Pop culture obsessives writing for the pop culture obsessed.
Pop culture obsessives writing for the pop culture obsessed.

Why is a good job (system) so hard to find?

Illustration for article titled Why is a good job (system) so hard to find?
Image: Bravely Default 2

Every Friday, A.V. Club staffers kick off our weekly open thread for the discussion of gaming plans and recent gaming glories, but of course, the real action is down in the comments, where we invite you to answer our eternal question: What Are You Playing This Weekend?


There are certain words, in a video gaming context, that get my antennas immediately up, and my idiosyncratic saliva glands metaphorically flowing. (Actual drooling is a bad habit to mix with gaming; it tends to short the controllers out.) These topics all speak to my particular obsessions: Words like “time loop,” and “detective game,” and “no swimming, please.” But one of these regular obsessions has dimmed a bit, of late, sullied by a steady tide of lackluster execution. Which leads me to ask: Why is a good job system in video games suddenly so hard to find?

For the uninitiated: Job systems in role-playing games (which date back, roughly, to the Japanese Final Fantasy III, published back in 1990) refer, not to ways of picking up digital part-time work, but to a specific sort of character customization that tends to emphasize on-the-fly flexibility. Once you’ve picked a “job”—knight, wizard, dancer, “homeless guy”—for your character, you switch to its associated costume, build up skills related to its general ethos, and then, typically, swap in a new job in order to mix-and-match these unlocked abilities. (The most basic example would be a black mage who can also cast healing magic after spending some time as a healer class, but a good job system allows you to chain together some frankly crazy shit.) Games that do this well—1997’s Final Fantasy Tactics being at the forefront of that list—deploy these systems in incredibly empowering ways, encouraging players to analyze the abilities at their disposal, and then hunt for synergies and combinations that will crack the games’ challenge curve completely open.
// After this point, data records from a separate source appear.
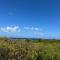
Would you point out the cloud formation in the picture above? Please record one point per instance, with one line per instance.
(10, 29)
(32, 28)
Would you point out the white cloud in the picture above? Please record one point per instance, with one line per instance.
(32, 28)
(35, 30)
(10, 29)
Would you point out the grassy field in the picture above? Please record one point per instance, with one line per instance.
(28, 49)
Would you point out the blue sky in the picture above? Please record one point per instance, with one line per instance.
(30, 18)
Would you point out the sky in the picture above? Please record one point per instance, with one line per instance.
(30, 18)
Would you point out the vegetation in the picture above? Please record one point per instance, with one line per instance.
(29, 49)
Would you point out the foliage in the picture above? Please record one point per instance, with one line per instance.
(29, 50)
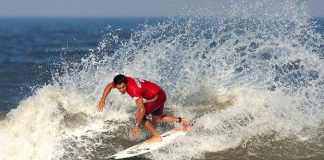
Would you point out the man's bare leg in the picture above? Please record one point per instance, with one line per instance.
(155, 135)
(172, 119)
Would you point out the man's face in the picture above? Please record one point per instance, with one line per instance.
(121, 88)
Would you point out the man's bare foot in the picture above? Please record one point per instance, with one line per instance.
(185, 122)
(154, 139)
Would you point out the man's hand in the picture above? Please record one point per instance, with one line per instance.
(136, 131)
(101, 105)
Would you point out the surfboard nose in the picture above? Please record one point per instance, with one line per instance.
(111, 157)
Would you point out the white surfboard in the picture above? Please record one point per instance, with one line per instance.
(145, 147)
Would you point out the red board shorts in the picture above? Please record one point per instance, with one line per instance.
(156, 105)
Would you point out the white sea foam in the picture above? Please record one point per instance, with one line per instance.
(252, 72)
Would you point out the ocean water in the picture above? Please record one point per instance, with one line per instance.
(250, 77)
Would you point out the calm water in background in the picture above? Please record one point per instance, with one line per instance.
(31, 49)
(35, 52)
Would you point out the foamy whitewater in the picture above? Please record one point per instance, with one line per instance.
(250, 77)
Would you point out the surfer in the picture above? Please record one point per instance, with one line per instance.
(154, 97)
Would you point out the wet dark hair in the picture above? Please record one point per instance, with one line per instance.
(119, 79)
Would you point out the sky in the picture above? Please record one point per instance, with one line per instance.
(112, 8)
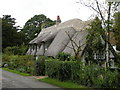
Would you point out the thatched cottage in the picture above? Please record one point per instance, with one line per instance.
(53, 40)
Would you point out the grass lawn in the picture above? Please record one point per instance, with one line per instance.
(66, 84)
(17, 72)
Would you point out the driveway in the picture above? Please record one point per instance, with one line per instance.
(12, 80)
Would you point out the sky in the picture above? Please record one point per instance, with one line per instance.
(22, 10)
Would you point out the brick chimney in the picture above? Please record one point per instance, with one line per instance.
(58, 20)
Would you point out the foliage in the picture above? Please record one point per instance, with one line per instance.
(33, 26)
(63, 56)
(52, 67)
(66, 84)
(17, 72)
(10, 34)
(16, 50)
(117, 29)
(24, 64)
(92, 76)
(94, 34)
(40, 65)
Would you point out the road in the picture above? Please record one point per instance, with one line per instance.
(12, 80)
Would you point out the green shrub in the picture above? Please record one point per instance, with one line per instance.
(21, 50)
(26, 64)
(52, 67)
(89, 75)
(62, 70)
(63, 56)
(5, 59)
(40, 65)
(20, 63)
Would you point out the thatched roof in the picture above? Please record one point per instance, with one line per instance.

Said balance-breaking joy, though, might also explain why the apex example of this idea dates back 24 long years at this point. (Although Atlus’ Etrian Odyssey games do take at least a token run at the crown.) Because while role-playing games—the most recent Dragon Quests, latter-day Final Fantasys, and Square Enix’s just-sequeled Bravely Default franchise—continue to traffic in these tropes, the resulting employment histories rarely result in exhilaration. Instead, we find developers who have carefully clipped the more excessive elements of even the most interesting jobs, curtailing the ability to create game-destroying combos in favor of that old enemy of fun, “balance.” The worst offender—and not just in the sense that it’s where we pulled “homeless guy” from in the list of examples up above—is the recent Yakuza: Like A Dragon, which teases huge possibilities for setting characters up in modern day jobs like cabaret hostess or construction guy… And then saddles each class with extremely similar skills, and no real way to synergize unlocked abilities. Even Bravely Default 2, building on the legacy of its earlier incarnations, tends to flinch away from letting really stupid stuff happen; after all, if the players can exploit the system to make the game’s difficulty trivial, isn’t that bad design?

Screw that, we say: Give us the Calculators of old. This is a drumbeat I’ve tapped before, but balance—outside of games that are explicitly designed for multiplayer competition—is an idea that should be thoroughly opt-in for players. (Take that, Sid Meier.) Gaming is as pure a dose of self-expression as an artistic medium can get for its consumers. If I want that self-expression to involve dropping 99,999 damage on some poor goblin’s head with a set of abilities I slapped together over hours of careful planning, well: Why the hell not? It’s not like playing these things is my goddamn job.